You can describe general patterns of engagement, but include at least 2-3 specific examples to support your case. The teaching team will confirm your assessment or follow up if we see it differently.

Example Self-Assessments

Example A (requesting 5/5):

I focused on lecture participation and peer support this half of the semester. I attended every lecture and regularly asked questions, and typically led small group work and discussions and presentations, such as when I presented for our group in lectures 4 and 6. I also helped several classmates outside of class: I spent about an hour helping Jordan debug a shape mismatch error in their CNN for Portfolio Piece 1, and I worked through the backpropagation math with Alex before the midterm. I'm requesting 5 points because I consistently engaged in two categories and contributed to both my and my classmates' learning.
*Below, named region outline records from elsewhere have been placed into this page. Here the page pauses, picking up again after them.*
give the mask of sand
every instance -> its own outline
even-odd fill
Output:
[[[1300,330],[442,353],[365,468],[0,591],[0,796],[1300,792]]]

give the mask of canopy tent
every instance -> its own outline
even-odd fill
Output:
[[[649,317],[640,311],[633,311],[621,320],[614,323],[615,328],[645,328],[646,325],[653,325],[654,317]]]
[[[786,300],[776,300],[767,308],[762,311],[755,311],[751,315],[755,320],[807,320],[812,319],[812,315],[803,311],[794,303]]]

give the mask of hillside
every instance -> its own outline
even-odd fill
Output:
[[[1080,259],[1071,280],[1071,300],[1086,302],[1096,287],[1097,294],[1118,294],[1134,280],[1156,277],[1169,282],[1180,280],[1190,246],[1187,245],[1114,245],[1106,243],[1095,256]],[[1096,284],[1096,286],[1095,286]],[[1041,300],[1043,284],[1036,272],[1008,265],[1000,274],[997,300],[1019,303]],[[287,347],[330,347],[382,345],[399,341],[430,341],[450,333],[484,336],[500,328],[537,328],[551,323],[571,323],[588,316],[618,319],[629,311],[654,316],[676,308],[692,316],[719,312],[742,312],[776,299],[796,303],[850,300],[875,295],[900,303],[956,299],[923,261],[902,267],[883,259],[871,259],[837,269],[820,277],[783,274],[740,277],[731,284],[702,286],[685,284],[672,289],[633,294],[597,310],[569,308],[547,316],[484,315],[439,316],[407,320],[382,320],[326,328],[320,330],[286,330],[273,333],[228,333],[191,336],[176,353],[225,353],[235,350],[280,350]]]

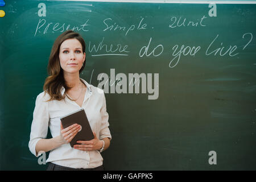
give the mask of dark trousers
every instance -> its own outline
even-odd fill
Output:
[[[72,168],[70,167],[59,166],[52,163],[48,163],[48,167],[46,171],[104,171],[103,165],[94,168]]]

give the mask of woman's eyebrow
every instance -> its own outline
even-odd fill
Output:
[[[62,48],[63,49],[69,49],[69,48]],[[80,47],[77,47],[77,48],[76,48],[76,49],[81,49],[82,48],[80,48]]]

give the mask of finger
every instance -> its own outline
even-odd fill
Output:
[[[60,122],[60,130],[63,130],[63,129],[64,129],[63,126],[62,126],[61,122]]]
[[[80,125],[77,125],[74,127],[71,128],[71,129],[65,131],[65,130],[63,130],[61,131],[61,133],[63,134],[64,136],[67,136],[68,135],[71,133],[73,132],[75,130],[77,130],[77,129],[80,129]]]
[[[68,143],[69,143],[70,142],[72,141],[72,140],[74,138],[74,137],[76,136],[77,133],[78,133],[78,131],[75,133],[73,135],[71,135],[71,136],[69,138],[68,138],[68,139],[67,140]]]
[[[81,144],[93,144],[93,142],[92,140],[89,140],[89,141],[81,141],[81,140],[78,140],[76,142],[76,143],[81,143]]]
[[[66,127],[65,129],[64,129],[63,131],[63,132],[67,132],[67,131],[73,129],[73,127],[76,127],[77,125],[78,125],[77,123],[73,124],[71,126],[69,126]]]
[[[93,145],[92,144],[75,144],[74,147],[79,148],[93,148]]]
[[[64,137],[64,138],[65,138],[65,139],[67,140],[69,140],[70,138],[71,138],[71,140],[76,135],[76,134],[79,132],[79,130],[80,130],[80,127],[78,127],[77,128],[75,129],[75,130],[73,130],[72,132],[71,132],[71,133],[69,133],[69,131],[65,133],[63,135],[63,136]]]
[[[95,132],[93,132],[93,136],[94,136],[94,139],[97,138],[96,134],[95,133]]]

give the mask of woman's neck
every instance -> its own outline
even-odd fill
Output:
[[[79,88],[80,85],[80,78],[79,77],[79,73],[71,74],[66,73],[64,75],[64,77],[67,85],[68,87],[74,88]]]

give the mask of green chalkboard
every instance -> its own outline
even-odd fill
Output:
[[[81,77],[105,92],[106,169],[256,169],[256,5],[28,0],[1,9],[1,169],[46,169],[28,147],[32,113],[67,29],[85,40]]]

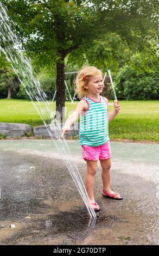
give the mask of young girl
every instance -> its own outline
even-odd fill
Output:
[[[104,87],[102,75],[101,71],[94,66],[85,66],[79,72],[76,78],[76,92],[81,99],[62,129],[63,135],[70,130],[71,125],[80,115],[79,141],[82,157],[87,163],[85,187],[91,206],[96,211],[100,210],[93,194],[98,159],[101,167],[102,196],[116,200],[123,199],[110,187],[111,154],[108,132],[108,123],[120,112],[120,107],[118,101],[116,104],[115,100],[115,109],[109,113],[108,100],[99,95]]]

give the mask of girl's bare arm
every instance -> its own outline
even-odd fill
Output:
[[[69,115],[66,120],[65,124],[62,128],[62,134],[64,134],[70,130],[70,126],[72,124],[74,124],[76,120],[78,119],[79,114],[82,111],[86,111],[87,109],[88,105],[85,100],[81,100],[78,103],[77,106],[74,112]]]

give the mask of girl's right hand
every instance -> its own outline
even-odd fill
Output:
[[[68,132],[70,131],[70,125],[68,124],[65,124],[64,126],[62,128],[62,135],[63,136],[64,134],[66,132]]]

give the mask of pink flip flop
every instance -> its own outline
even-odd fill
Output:
[[[122,200],[123,199],[123,197],[120,197],[119,198],[115,198],[115,197],[116,197],[118,196],[118,194],[117,192],[115,192],[114,194],[109,194],[107,193],[106,193],[104,190],[102,190],[103,193],[104,193],[105,194],[102,194],[102,196],[104,197],[106,197],[107,198],[110,198],[111,199],[114,199],[114,200]]]

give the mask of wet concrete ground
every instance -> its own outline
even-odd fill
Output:
[[[78,142],[68,142],[84,180]],[[124,198],[101,196],[99,163],[94,194],[101,209],[95,220],[52,142],[1,141],[0,245],[159,244],[159,145],[111,145],[112,189]]]

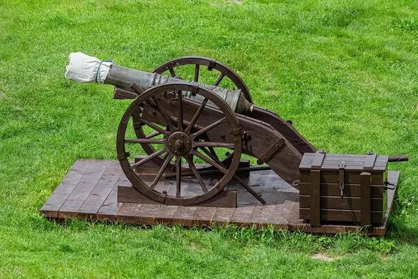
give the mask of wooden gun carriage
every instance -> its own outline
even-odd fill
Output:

Example B (requesting 4/5):

My main form of participation was attending office hours. I came to office hours three times to ask questions about my portfolio piece—once about feature engineering, once about hyperparameter tuning, and once to get feedback on my analysis before submitting. I attended most lectures, and even though I didn't ask many questions in class, I participated in groupwork and feel like I was fully engaged there. I'm requesting 4 points because I have been attentive to the course in multiple ways but have been actively engaged in just one category.